WASHINGTON, D.C.  – Yesterday, Rep. Scott Peters (CA-52) supported the passage of the Creating Hope Reauthorization Act, which incentivizes the pharmaceutical industry to develop treatments and cures for life-threatening conditions, including cancer, through an extension of the U.S. Food and Drug Administration’s (FDA) rare pediatric disease priority review voucher program.

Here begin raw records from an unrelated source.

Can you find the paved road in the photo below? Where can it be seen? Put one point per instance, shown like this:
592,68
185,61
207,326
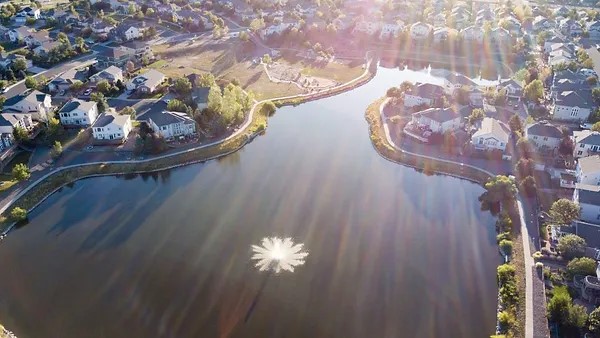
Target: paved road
19,87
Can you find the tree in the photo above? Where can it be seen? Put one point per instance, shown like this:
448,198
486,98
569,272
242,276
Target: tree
18,214
100,100
528,187
30,82
20,134
182,86
515,124
476,115
564,211
584,266
594,321
56,150
571,246
534,91
129,110
104,87
269,108
20,172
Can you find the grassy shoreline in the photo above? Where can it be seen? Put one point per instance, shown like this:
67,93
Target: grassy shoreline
432,166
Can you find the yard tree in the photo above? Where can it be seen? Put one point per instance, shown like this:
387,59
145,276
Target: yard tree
18,214
129,110
215,99
571,246
30,82
500,191
534,91
515,124
20,172
20,134
100,100
584,266
564,211
56,150
182,86
476,115
594,321
528,187
103,87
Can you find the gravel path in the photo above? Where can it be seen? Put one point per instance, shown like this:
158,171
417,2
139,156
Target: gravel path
540,322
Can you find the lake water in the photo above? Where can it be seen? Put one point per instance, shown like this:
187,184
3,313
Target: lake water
392,252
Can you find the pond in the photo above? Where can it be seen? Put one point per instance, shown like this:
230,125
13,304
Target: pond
392,252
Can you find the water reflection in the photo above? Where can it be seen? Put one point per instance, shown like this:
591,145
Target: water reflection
278,254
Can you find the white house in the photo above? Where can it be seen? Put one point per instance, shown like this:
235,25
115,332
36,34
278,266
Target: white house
472,33
543,135
423,93
147,82
573,106
78,113
586,142
438,120
492,134
172,124
588,170
35,103
420,30
111,127
588,198
111,74
8,122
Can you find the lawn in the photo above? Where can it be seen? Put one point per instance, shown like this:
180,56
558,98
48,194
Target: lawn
225,61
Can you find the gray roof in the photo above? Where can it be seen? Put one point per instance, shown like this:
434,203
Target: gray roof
164,118
586,137
590,164
111,117
427,90
544,129
439,114
582,99
77,104
588,194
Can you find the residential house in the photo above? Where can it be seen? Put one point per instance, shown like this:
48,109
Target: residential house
200,97
391,30
491,135
438,120
420,31
514,90
587,196
573,106
111,127
423,94
78,113
66,79
172,124
6,60
111,74
544,135
114,56
587,170
587,143
472,33
147,82
25,13
593,29
10,121
36,103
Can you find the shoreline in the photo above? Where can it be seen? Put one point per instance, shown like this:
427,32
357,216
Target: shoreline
38,191
381,141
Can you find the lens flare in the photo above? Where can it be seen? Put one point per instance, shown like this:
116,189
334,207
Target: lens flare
278,254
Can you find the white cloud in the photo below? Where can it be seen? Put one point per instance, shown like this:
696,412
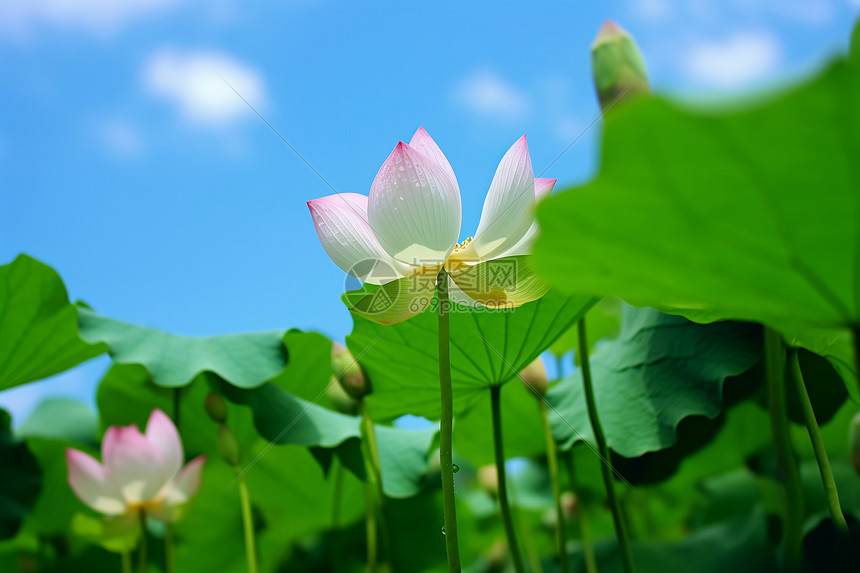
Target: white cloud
739,59
486,94
20,16
122,138
195,83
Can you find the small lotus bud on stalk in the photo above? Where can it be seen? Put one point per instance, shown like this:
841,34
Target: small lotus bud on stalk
617,66
342,402
216,409
488,477
348,372
854,442
228,445
534,377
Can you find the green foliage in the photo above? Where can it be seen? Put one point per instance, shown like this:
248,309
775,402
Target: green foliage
711,216
488,348
20,480
38,326
661,369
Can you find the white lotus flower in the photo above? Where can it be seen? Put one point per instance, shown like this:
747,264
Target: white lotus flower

“It’s hard enough for families to face an unknown medical future for a child; having access to every available treatment should not be an additional burden,” Rep. Peters said. “Shortening the time it takes to review such treatments opens a new window of opportunity for children living with conditions such as ALS, Tourette syndrome, muscular dystrophy, and other rare diseases.”

The Creating Hope Reauthorization Act would permanently reauthorize the FDA’s priority review voucher program, set to expire in September 2022. This lifesaving program allows companies with safe, effective treatments for rare diseases to expedite their review process so consumers can access these treatments more quickly. The program speeds the process of the FDA’s drug submission review from ten months to six months.

Given San Diego’s pivotal role as an innovation hub for biotech and life science research, this reauthorization makes all the difference for children and families in our region who are facing a rare disease diagnosis.

Increasing access to innovative drugs and specialized medical treatments has been a priority for Rep. Peters in Congress. Last year, he introduced the Acting to Cancel Copays and Ensure Substantial Savings for Biosimilars (ACCESS) Act to eliminate a patient’s copay for a biosimilar if they normally would pay the full cost of a biologic drug under Medicare Part B, as well as the Ending the Diagnostic Odyssey Act to provide federal funds to support the use of whole genome sequencing to diagnose ill children.